Как раз в такой сырой день, в минуты краткого и непривычного безделья, сестра Жанна задумалась о Джиме.
С убежденностью очевидца сестра Жанна верила, что любая человеческая утрата будет возмещена: к горюющей девочке вернется мать, мертвый младенец обретет в мире ином крепкое здоровье, страдание, горе, несчастный случай и потеря – все получит воздаяние на небесах. Она верила этому, потому что… (и она могла объяснить это только детям, а при попытке сказать то же самое горюющему или страдающему от тоски взрослому становилась косноязычной) потому что этого требовала справедливость.
На ее взгляд, это был простой логический вывод. Безумие, с которым страдание распространялось по миру, бросало вызов логике. По неправомерности со страданием ничто не сравнится. Невезенье, слабое здоровье, неудачный момент. Невинные дети заболевали так же часто, как грешные люди. Болезнь поражала молодых матерей, а старухи беспокойно задерживались на этом свете. Жизнь достойных людей обрывалась в хаосе, отчаянии или полнейшем разорении. Удачливые блаженно вели свою жизнь до того момента, пока удача им вдруг не изменяла: стук в дверь, кашель, блеск на лезвии ножа, краткий миг невнимания. Долгожданный ребенок выскальзывал в этот мир и тут же синел и обмякал на руках матери. Кто-то появлялся на свет хромым, увечным или просто слишком голодным для хрупкой женщины, которой сама жизнь была уже не по плечу. В соседнем приходе родился младенец с черепом настолько деформированным, что не мог закрыть рот, и каждый его вдох или выдох, каждое слово, которое он произносил, даже детский смех сухо хрустели на пересохших и раздутых губах. Сестра Жанна видела мальчика, который родился с пурпурным родимым пятном во всю щеку. Слепота. Побои. Сломанные или искривленные кости. Несчастные случаи, разложение. Жестокость природы. Жестокость дурных людей. Слабоумие, безумие.

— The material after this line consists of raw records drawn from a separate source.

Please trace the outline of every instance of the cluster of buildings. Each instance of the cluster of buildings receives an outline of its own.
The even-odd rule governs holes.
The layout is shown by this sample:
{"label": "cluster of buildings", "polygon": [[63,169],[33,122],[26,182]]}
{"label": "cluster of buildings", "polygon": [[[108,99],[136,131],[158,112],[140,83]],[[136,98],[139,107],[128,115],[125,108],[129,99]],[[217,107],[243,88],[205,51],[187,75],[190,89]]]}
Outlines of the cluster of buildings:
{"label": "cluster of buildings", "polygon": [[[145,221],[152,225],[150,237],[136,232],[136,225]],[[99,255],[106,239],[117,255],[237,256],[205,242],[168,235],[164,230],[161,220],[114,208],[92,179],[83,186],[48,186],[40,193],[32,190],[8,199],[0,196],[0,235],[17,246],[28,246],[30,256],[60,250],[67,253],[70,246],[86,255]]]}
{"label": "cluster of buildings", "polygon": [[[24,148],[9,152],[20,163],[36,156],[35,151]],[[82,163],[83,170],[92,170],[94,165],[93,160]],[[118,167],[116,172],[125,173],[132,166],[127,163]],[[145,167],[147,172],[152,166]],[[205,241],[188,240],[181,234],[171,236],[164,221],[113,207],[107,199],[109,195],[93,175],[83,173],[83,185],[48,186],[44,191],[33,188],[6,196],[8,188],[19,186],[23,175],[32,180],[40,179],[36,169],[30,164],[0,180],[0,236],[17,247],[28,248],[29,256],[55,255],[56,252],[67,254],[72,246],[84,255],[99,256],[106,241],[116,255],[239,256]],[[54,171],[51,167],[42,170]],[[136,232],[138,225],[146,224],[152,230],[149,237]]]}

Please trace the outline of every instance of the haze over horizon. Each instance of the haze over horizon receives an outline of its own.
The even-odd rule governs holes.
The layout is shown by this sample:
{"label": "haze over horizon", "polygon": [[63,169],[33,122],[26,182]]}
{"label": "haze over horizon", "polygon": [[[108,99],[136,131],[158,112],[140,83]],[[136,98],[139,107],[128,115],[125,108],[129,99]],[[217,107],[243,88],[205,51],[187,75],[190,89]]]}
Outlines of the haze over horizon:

Этому не было объяснения. Невозможно было объяснить и то, насколько всеобъемлюще страдание, насколько оно избирательно.
Сестра Жанна верила, что справедливость требует упорядочить этот хаос. Справедливость требует, чтобы горе обрело утешение, чтобы раны зажили, каждое оскорбление обрело воздаяние, а смятение – уверенность, что каждый живой человек, которого создал Бог, не погибнет окончательно.
– Ты же знаешь, что справедливо, а что нет, да? – спрашивала сестра Жанна больного ребенка, горюющего сироту и даже Салли, когда та достаточно подросла, чтобы понять вопрос. И нас она тоже спрашивала: – А откуда ты это знаешь?
Сестра Жанна касалась кончиком пальца лба ребенка, его бьющегося сердца.
– Просто Господь вложил в тебя это знание еще до твоего рождения. Чтобы ты распознал справедливость, когда ее увидишь. Чтобы ты знал: Он намерен явить справедливость.
– Кто самый тупой мальчик у вас в классе? – как-то спросила она нас. Дело было в старом хемпстедском доме, где прошло наше детство. – И если учитель, когда будет раздавать конфеты, всем даст по две, а ему только одну, что он скажет? Он скажет, что это несправедливо, верно? Если вы за игрой в мяч заявите, что он промазал, тогда как все видели, что он попал, что он скажет? Пусть он даже не успевает на уроках? Он скажет, что это несправедливо, так? А как он узнает? Он узнал про справедливость из книжки? Сдал экзамен по справедливости? Нет и нет.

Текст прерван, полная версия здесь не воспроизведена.